Ils s’appellent Faiz, Sham, Tenzin et Hadjo. Ils sont réfugiés. Ils viennent d’Afghanistan, du Pakistan, du Tibet et du Soudan. Tous ont en commun d’être hébergés chez des particuliers, en région parisienne, après avoir pris, bien malgré eux, le chemin de l’exil. Ces quatre jeunes gens ont trouvé, dans la chaleur de ces foyers, un moment de répit, de stabilité. Seuls ou épaulés par des associations, leurs "hébergeurs" ne sont pas de simples hôtes, mais des familles de substitution, des soutiens, parfois même des amis qui les accompagnent, l’espace de quelques mois, dans une France qu’ils ne connaissent pas.

Apprendre à partager
son toit

  © Mehdi Chebil


C’est un très grand loft, style new-yorkais, cuisine ouverte, salon spacieux, larges fenêtres sur petit patio. À l’étage, deux chambres et deux salles de bain. Tenzin a de la place à ne plus savoir qu’en faire. Ce jeune réfugié tibétain de 22 ans vit depuis six mois dans la maison de Bruno, située en proche banlieue de Paris, à Romainville. "C’est bien ici, très confortable surtout, regardez la taille de mon lit !" Ce confort, on le retrouve aussi à une trentaine de kilomètres de là, chez Anne-Caroline Prevost et Romain Julliard, parents de quatre enfants, à Villiers-sur-Orge, au sud de la capitale. La grande famille accueille depuis deux mois Hadjo, un Soudanais de 27 ans. Dans sa nouvelle maison pavillonnaire avec jardin, Hadjo reconnaît qu’il "se sent mieux qu’à Calais". Il n’a tenu que trois jours dans la "jungle", démantelée fin octobre par les autorités. Trois jours pour trois tentatives de passage vers l’Angleterre. "Il y a des gens qui restent quatre mois, cinq mois", s’étonne-t-il. Après trois nuits d’échec, Hadjo, lui, a renoncé à son rêve anglais.

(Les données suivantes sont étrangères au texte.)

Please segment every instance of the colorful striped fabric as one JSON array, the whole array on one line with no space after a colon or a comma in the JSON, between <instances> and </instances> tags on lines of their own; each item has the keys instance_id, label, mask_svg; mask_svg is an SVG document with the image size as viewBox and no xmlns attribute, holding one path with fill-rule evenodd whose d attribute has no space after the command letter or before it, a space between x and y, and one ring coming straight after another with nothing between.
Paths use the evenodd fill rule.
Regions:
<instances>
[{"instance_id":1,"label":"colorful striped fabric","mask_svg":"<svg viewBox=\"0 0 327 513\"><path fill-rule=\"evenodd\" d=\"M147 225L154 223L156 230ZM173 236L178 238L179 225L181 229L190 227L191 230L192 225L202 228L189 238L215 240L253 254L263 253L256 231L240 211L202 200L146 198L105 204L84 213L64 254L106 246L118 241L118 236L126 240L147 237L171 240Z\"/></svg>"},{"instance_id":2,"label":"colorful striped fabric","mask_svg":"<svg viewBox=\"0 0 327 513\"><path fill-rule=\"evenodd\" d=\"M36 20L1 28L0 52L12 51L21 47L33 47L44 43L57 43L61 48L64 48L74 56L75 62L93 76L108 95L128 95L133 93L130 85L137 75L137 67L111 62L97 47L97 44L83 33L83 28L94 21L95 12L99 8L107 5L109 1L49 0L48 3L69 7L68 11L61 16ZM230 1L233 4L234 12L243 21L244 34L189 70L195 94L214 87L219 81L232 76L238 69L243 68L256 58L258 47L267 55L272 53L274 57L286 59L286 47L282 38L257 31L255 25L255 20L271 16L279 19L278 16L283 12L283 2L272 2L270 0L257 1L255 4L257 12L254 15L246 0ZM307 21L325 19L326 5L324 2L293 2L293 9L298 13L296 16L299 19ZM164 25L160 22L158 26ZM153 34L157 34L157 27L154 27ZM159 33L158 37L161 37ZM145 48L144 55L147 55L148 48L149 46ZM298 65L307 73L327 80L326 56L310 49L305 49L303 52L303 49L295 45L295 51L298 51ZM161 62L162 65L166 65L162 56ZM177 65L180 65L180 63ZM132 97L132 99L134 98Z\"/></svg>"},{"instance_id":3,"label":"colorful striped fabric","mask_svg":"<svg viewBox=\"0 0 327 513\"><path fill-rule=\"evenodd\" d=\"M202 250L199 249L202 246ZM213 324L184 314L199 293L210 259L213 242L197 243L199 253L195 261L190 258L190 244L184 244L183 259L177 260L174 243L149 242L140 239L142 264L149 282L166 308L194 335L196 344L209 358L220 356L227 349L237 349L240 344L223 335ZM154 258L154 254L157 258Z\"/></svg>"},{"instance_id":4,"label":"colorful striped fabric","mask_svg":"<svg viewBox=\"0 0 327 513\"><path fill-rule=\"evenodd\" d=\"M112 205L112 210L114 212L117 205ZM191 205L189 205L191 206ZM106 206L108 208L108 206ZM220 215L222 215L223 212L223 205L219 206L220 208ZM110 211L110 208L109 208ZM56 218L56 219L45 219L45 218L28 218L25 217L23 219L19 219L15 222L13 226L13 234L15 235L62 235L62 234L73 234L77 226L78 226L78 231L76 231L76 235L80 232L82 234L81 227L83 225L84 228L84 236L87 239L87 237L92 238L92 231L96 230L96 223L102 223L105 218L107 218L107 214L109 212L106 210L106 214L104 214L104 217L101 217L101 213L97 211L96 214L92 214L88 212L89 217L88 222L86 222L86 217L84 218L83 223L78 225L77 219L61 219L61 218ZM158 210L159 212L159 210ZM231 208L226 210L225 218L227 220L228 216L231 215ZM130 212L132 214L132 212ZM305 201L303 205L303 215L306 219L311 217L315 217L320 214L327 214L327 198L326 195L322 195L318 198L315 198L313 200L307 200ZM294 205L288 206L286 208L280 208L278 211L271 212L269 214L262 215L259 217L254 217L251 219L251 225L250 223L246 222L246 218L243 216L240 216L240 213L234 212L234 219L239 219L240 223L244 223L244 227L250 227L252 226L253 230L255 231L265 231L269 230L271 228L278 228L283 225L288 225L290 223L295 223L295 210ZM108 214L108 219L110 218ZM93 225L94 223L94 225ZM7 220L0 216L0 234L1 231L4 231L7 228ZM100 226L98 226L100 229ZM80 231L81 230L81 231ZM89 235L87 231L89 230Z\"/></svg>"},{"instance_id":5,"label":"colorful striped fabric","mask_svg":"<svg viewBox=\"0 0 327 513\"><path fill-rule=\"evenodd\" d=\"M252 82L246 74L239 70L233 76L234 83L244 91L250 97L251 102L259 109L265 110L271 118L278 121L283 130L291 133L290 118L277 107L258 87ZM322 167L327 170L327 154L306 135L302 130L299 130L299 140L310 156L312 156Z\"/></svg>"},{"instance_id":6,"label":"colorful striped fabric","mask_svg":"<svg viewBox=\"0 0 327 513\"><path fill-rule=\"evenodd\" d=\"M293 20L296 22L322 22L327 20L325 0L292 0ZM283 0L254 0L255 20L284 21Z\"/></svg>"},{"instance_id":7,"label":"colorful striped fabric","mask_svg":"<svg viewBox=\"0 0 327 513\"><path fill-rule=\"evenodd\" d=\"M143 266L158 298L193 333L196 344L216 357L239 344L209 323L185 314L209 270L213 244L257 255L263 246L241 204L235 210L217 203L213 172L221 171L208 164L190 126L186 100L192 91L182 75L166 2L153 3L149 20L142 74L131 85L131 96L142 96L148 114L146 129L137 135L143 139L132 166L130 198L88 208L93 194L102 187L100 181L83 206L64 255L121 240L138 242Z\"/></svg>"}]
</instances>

Les deux réfugiés ne se connaissent pas, leurs hébergeurs non plus. Mais ils ont tous un point commun : le Samu social de Paris. Au printemps 2016, la structure d'aide aux personnes les plus vulnérables a lancé son dispositif Élan pour promouvoir l’accueil de réfugiés chez l’habitant. Comme l’association Singa, le Samu social a pris les devants pour aider à faire face à la saturation du logement social à Paris. "Nous avions surtout remarqué que les jeunes réfugiés étaient dans une situation vraiment complexe. Une galère absolue", précise Nadège Letellier, la responsable du dispositif. "Lorsque les demandeurs d’asile obtiennent leur statut de réfugié, ils ont trois à six mois pour quitter le Cada [Centre d’accueil pour demandeurs d’asile]. Mais souvent, ils se retrouvent sans solutions. Ils n’ont nulle part où aller."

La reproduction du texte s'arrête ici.